When I say “a straightforward heist show,” here’s what I mean:

The planner/planners has/have an idea for a theft. A group of collaborators is assembled. A plan is formulated. We learn about the security, the problems to be overcome during the theft. We do not necessarily have to learn (in fact, we usually don’t learn) exactly how the theft will be done, but we’re given clues that will make the theft’s intricacies make sense after it’s done. We meet the adversary: sometimes a bad guy, a gangster or something, but sometimes a good guy, like a cop. After all, the heist crew is, objectively, made up of bad guys.

Then the theft is carried out. Something goes wrong, usually; maybe a double-cross, maybe just bad luck. Then the thieves have to figure out how to fix whatever went wrong, and attempt to get away with, preferably, whatever they were trying to steal, but with only their freedom is just fine too.

Nobody’s managed to do a show like this and have it last very long. “Thief,” an Emmy-winning miniseries on FX from 2006, had laughably low ratings and wasn’t renewed. “Heist,” also from 2006, was cancelled after five episodes. There are shows with nods to the heist formula — con man shows, spy shows, mystery shows, some episodes of general crime-based shows like “Breaking Bad” — but no straight-up heist show has ever cracked the television puzzle. The newest attempt is a web series called “Caper,” which is about superhero burglars, so, you know, let’s reserve judgment, but.
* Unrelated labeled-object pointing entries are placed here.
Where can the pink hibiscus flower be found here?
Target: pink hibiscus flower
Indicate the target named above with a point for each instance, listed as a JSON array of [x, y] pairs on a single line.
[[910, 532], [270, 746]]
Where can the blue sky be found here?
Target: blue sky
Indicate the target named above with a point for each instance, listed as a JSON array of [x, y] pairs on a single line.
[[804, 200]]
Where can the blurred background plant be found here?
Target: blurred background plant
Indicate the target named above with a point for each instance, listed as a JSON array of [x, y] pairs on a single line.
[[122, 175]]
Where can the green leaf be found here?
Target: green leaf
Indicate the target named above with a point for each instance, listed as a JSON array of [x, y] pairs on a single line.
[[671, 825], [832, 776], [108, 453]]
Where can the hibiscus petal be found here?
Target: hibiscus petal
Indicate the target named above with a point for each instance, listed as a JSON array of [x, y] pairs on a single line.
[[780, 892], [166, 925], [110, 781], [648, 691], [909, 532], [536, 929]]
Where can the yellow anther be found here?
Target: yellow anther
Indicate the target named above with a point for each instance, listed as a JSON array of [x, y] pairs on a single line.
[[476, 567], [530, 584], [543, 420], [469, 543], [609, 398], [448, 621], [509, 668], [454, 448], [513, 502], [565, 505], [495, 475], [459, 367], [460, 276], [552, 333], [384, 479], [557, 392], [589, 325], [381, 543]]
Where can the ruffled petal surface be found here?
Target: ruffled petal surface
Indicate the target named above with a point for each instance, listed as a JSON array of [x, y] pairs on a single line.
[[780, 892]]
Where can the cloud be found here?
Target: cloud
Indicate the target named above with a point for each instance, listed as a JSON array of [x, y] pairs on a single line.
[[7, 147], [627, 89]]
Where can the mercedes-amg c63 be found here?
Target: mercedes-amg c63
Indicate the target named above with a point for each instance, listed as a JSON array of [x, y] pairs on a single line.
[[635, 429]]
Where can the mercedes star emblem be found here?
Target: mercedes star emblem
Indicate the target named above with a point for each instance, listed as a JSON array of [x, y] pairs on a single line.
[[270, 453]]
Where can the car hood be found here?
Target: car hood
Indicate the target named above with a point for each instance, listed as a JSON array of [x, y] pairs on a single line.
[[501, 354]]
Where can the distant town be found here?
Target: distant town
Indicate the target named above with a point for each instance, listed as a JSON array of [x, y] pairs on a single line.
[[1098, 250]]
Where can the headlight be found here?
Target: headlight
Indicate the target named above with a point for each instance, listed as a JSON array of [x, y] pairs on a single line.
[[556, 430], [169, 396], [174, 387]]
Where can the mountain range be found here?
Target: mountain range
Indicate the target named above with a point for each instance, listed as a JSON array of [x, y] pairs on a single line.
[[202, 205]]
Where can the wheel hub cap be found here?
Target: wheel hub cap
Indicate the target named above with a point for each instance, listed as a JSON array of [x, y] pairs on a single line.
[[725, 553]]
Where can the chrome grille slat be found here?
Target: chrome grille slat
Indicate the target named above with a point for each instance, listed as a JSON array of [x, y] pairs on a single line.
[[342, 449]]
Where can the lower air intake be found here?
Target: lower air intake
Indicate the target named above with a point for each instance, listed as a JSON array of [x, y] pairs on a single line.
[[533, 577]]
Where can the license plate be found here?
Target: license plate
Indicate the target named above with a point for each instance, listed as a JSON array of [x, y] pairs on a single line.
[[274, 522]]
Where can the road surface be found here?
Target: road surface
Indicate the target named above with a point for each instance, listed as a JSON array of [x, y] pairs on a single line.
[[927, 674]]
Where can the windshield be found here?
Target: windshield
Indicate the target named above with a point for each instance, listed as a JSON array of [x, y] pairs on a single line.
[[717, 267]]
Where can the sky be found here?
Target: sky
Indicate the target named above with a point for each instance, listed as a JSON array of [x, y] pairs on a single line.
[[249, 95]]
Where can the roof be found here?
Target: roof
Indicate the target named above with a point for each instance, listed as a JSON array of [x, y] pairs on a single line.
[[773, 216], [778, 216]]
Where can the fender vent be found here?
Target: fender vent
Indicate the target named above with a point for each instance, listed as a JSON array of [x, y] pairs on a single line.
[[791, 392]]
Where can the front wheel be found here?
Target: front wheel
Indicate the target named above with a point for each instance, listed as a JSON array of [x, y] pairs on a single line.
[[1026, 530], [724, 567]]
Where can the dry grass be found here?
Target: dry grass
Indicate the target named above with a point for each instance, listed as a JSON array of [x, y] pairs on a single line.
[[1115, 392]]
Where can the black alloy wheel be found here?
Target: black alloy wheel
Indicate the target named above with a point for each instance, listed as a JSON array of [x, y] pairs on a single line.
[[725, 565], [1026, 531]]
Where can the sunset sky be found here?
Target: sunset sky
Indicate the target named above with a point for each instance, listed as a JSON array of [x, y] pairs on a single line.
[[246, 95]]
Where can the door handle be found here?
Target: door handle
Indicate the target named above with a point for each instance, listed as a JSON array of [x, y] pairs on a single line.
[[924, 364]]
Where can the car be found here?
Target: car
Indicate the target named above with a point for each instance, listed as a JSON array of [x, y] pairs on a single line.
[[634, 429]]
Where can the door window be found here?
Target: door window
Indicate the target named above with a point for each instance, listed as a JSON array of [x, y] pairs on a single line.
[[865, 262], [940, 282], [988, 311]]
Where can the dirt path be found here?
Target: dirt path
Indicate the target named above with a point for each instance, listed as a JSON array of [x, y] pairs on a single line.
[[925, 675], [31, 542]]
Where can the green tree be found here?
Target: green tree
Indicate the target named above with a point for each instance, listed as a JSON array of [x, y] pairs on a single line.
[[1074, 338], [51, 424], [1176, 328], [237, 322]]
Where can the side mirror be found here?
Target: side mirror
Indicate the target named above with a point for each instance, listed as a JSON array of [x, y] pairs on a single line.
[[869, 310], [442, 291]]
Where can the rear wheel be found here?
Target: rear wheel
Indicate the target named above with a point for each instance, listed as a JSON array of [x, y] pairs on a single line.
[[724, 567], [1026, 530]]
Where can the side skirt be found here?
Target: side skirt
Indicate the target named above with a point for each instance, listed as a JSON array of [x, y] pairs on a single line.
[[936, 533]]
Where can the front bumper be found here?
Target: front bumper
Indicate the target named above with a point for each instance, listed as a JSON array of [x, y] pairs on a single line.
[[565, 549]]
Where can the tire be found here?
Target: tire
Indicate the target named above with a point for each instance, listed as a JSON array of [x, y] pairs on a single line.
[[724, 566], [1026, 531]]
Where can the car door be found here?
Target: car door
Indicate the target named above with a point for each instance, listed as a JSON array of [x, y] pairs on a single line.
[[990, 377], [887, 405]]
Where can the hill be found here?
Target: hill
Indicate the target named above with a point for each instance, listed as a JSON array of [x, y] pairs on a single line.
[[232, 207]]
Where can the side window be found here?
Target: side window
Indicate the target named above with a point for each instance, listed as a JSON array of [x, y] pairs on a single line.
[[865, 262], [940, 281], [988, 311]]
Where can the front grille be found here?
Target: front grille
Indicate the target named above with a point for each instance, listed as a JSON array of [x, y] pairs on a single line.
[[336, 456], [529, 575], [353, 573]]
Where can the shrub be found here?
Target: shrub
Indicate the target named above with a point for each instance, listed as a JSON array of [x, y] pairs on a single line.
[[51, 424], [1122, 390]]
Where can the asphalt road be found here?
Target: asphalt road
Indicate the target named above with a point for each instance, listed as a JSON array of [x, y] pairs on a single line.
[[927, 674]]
The heist is a very specific and strict formula, perhaps even more strict than the procedurals that litter our TVs. Would anyone watch that same structure, six or 10 or 12 or 22 times over the course of a season? I mean, I would, but nobody else would, and I wouldn’t blame anyone for that. But! What hasn’t really been done is a season-long heist. Why not stretch it out? Spend a couple episodes assembling a crew. Maybe one of the needed crew members is in jail, so the proto-crew needs to do a little heist to break him out. Fun episode! Then spend another few episodes creating the plan, figuring out what the obstacles are. That’ll require a bunch of little heists! The crew will have to get the right equipment, get people undercover in the right places, figure out the layouts, sneak in and out of places. Unexpected developments should be expected.

Then there’s the heist itself, which should take place with a good few episodes left in the season, because oh man, someone is going to double-cross someone else, or the loot is going to be not as expected, or the getaway is going to fall apart. I don’t know. I’m not going to write the whole thing for you, you lazy TV writers. This is just a skeleton proposal.

Then at the end of the season, the crew gets away with it. Or doesn’t. Next season can start all over again.

Who do I have to call to get this to happen?